Nigeria's opposition party chooses Ribadu as candidate
Nigeria's former anti-corruption chief Nuhu Ribadu has been chosen as the opposition Action Congress candidate for April's presidential polls.
Two other contenders stepped aside to allow Mr Ribadu to win unchallenged.
His entry into the presidential race come after Nigerian President Goodluck Jonathan won the ruling People's Democratic Party primary.
The PDP candidate has won every poll since the end of military rule in 1999, despite allegations of fraud.
The other main challenger for the presidency is former military ruler Gen Muhammadu Buhari of the opposition Congress for Progressive Change.
"I humbly accept the task," Reuters news agency quotes Mr Ribadu saying at the Action Congress convention on Friday afternoon in the commercial capital, Lagos.
He came to prominence as head of Nigeria's Economic and Financial Crimes Commission.
While in office Mr Ribadu prosecuted several high-profile politicians, before being sidelined after the elections in 2007.
His critics accused him of only pursuing rivals to then President Olusegun Obasanjo - accusations he always denied
He returned from exile in June 2010, after saying he had fled because attempts had been made on his life.
Earlier, Mr Jonathan - a southerner from the oil-rich Niger Delta - defeated northern political heavyweight former Vice-President Atiku Abubakar in the PDP primary.
It is the first election Mr Jonathan has won, as he became national leader after the death of President Umaru Yar'Adua in May last year.
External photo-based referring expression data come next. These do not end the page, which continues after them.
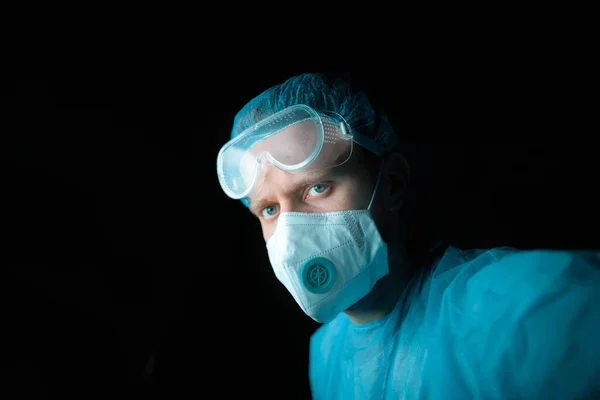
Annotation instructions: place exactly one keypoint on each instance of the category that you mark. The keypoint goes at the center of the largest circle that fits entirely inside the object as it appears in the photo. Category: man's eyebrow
(309, 178)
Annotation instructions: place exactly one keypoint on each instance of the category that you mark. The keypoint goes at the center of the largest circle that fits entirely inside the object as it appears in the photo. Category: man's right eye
(269, 212)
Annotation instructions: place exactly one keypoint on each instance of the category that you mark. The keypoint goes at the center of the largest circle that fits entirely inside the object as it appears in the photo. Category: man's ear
(396, 175)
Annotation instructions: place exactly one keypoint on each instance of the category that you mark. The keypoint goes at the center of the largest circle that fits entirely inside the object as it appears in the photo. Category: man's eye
(269, 212)
(318, 189)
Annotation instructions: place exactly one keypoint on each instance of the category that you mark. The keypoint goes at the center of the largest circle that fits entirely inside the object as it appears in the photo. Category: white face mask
(328, 261)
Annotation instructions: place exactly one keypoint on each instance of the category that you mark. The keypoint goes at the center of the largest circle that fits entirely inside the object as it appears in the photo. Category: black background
(127, 273)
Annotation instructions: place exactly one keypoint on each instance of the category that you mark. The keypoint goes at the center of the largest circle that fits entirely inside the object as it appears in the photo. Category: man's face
(346, 187)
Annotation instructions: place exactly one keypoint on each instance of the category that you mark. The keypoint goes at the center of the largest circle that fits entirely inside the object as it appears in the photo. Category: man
(325, 174)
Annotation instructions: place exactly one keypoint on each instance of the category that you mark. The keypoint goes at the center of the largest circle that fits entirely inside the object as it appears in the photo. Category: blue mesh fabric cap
(322, 94)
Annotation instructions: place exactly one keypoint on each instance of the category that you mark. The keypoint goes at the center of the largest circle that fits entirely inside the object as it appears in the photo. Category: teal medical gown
(479, 324)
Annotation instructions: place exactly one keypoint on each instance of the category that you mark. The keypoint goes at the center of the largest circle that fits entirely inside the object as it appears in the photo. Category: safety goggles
(297, 140)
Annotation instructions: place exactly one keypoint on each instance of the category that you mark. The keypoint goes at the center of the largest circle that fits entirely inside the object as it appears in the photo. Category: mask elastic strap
(376, 184)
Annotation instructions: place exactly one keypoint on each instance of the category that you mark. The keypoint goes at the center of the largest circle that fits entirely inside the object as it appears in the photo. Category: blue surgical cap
(369, 125)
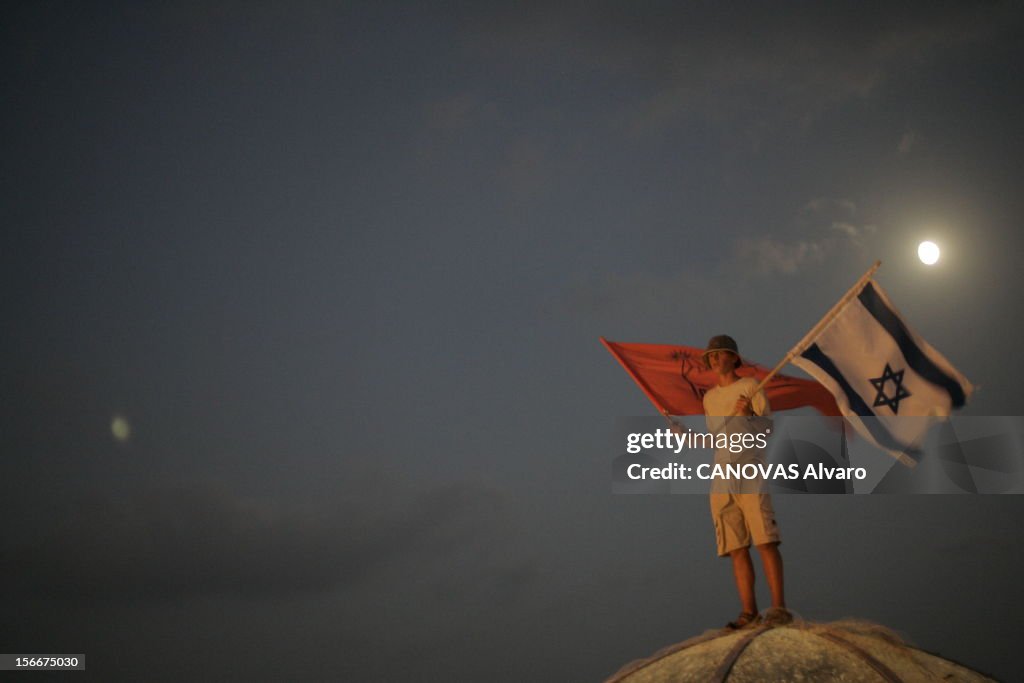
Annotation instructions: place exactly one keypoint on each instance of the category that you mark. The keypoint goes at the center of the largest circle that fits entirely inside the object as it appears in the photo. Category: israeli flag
(889, 382)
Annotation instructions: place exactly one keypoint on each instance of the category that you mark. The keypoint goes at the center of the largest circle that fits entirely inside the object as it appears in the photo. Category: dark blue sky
(344, 269)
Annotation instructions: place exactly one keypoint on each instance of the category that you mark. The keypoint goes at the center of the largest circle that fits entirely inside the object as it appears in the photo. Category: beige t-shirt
(720, 402)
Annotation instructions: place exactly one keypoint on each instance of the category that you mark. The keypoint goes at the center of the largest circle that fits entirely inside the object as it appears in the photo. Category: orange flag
(675, 379)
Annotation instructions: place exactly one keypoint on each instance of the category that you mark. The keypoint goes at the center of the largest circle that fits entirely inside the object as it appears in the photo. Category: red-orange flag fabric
(675, 379)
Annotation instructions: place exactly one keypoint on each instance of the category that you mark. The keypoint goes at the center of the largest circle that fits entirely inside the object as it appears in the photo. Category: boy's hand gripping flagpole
(802, 345)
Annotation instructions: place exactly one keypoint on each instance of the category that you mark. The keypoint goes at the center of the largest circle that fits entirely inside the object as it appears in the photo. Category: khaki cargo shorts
(740, 518)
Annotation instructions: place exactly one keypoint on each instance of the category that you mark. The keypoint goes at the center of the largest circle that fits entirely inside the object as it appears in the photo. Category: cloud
(747, 67)
(829, 226)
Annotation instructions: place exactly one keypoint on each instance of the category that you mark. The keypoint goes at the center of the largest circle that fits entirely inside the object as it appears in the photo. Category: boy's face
(722, 363)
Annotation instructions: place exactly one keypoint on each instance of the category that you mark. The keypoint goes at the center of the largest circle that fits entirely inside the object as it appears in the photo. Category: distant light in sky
(928, 252)
(120, 428)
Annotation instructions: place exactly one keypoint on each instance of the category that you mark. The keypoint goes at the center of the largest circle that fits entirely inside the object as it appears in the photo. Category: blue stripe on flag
(857, 404)
(916, 358)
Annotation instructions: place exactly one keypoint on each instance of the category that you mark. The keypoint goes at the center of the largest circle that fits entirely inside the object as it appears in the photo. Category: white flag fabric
(886, 379)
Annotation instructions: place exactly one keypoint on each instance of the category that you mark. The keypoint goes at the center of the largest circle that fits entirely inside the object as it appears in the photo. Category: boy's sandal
(744, 621)
(777, 616)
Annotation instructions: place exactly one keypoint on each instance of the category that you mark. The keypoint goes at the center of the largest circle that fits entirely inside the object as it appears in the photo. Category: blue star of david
(880, 384)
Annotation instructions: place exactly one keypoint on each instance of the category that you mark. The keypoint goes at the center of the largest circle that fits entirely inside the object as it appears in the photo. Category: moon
(928, 252)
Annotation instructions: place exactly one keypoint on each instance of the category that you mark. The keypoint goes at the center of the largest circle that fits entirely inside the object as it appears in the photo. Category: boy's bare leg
(771, 559)
(742, 570)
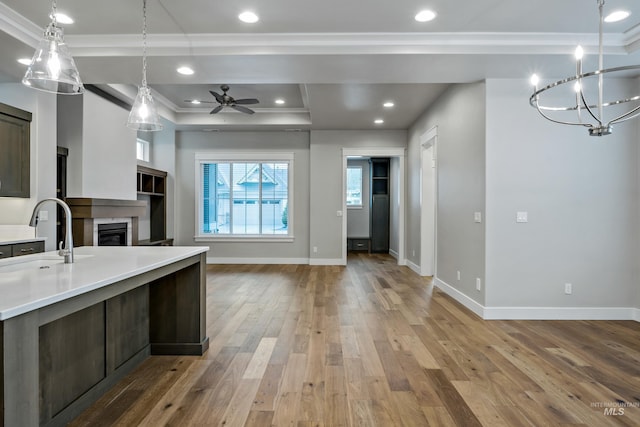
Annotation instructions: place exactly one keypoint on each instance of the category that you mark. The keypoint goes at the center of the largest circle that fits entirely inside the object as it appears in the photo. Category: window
(244, 196)
(142, 150)
(354, 186)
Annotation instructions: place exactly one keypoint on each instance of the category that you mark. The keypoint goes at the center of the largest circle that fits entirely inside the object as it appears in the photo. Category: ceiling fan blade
(247, 101)
(217, 96)
(242, 109)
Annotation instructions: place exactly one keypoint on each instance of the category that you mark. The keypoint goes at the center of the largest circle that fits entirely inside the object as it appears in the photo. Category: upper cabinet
(14, 151)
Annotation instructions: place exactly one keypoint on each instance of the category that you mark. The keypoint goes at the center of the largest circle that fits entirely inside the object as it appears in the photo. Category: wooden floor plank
(373, 344)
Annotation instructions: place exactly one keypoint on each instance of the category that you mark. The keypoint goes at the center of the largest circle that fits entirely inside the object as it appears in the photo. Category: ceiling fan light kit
(52, 68)
(587, 114)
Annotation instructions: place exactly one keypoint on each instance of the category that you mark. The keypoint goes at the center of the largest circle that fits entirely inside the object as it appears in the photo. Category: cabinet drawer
(27, 248)
(5, 251)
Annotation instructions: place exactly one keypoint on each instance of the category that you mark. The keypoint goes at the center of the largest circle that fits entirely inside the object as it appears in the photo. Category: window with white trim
(244, 195)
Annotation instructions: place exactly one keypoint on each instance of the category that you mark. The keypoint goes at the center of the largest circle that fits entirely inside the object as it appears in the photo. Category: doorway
(428, 202)
(396, 202)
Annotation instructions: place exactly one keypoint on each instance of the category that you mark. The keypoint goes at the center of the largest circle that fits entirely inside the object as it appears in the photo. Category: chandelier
(589, 115)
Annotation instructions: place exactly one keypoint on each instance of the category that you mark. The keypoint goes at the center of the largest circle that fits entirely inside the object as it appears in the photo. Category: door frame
(429, 216)
(399, 153)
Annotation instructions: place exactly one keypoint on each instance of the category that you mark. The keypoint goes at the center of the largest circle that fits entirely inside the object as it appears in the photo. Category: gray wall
(326, 171)
(581, 194)
(15, 210)
(358, 218)
(460, 116)
(190, 143)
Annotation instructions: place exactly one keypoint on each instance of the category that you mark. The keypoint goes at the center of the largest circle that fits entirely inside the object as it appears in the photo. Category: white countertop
(34, 281)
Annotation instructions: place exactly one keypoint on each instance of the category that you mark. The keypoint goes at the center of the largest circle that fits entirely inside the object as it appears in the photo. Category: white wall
(326, 187)
(17, 211)
(190, 143)
(102, 150)
(162, 156)
(459, 115)
(581, 195)
(358, 217)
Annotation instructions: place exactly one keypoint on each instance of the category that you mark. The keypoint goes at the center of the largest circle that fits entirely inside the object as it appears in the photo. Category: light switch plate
(522, 217)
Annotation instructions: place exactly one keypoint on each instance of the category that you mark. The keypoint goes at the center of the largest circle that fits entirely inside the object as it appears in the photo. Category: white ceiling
(334, 61)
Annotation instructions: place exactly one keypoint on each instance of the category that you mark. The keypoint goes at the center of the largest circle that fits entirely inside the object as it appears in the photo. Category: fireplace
(113, 234)
(90, 216)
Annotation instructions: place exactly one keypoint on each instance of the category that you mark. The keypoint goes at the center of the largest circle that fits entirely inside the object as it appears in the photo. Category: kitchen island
(68, 332)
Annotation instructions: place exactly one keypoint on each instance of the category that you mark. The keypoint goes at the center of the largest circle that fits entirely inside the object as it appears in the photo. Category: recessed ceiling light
(61, 18)
(187, 71)
(248, 17)
(425, 16)
(616, 16)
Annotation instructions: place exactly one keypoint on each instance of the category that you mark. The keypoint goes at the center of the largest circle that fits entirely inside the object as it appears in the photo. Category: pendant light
(52, 68)
(143, 115)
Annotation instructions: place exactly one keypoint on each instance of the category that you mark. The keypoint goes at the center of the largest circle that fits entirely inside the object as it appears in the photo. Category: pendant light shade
(52, 68)
(143, 115)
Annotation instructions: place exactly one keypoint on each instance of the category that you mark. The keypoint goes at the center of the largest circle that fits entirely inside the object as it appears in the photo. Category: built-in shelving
(152, 183)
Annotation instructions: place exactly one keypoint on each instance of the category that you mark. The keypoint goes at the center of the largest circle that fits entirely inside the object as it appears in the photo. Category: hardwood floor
(373, 344)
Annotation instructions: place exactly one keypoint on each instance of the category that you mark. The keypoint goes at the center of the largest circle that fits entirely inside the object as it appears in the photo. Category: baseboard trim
(326, 261)
(559, 313)
(539, 313)
(463, 299)
(414, 267)
(211, 260)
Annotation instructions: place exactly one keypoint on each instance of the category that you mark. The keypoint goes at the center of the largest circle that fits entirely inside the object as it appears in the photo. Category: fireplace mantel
(85, 210)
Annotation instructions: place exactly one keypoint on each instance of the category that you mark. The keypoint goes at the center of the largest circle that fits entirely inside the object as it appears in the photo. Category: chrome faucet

Mr Abubakar's camp has complained of irregularities in the vote - and his agents have refused to sign the final results "on account of lapses observed during the Thursday primaries".
The statement from his office reiterated that the former vice-president was "committed to the democratic process".
Correspondents say the outcome of the PDP primary was historic as the party has a tradition of alternating power between north and south after two terms of office.
This was interrupted when Mr Jonathan succeeded Mr Yar'Adua when he died before his first term had ended.
Before the vote, Mr Atiku appealed to the party to retain that tradition.
But the president won 2,736 votes compared to Mr Abubakar's 805.
There has been speculation that if defeated, Mr Abubakar may leave the PDP, as he did before the 2007 vote, which he lost to Mr Yar'Adua.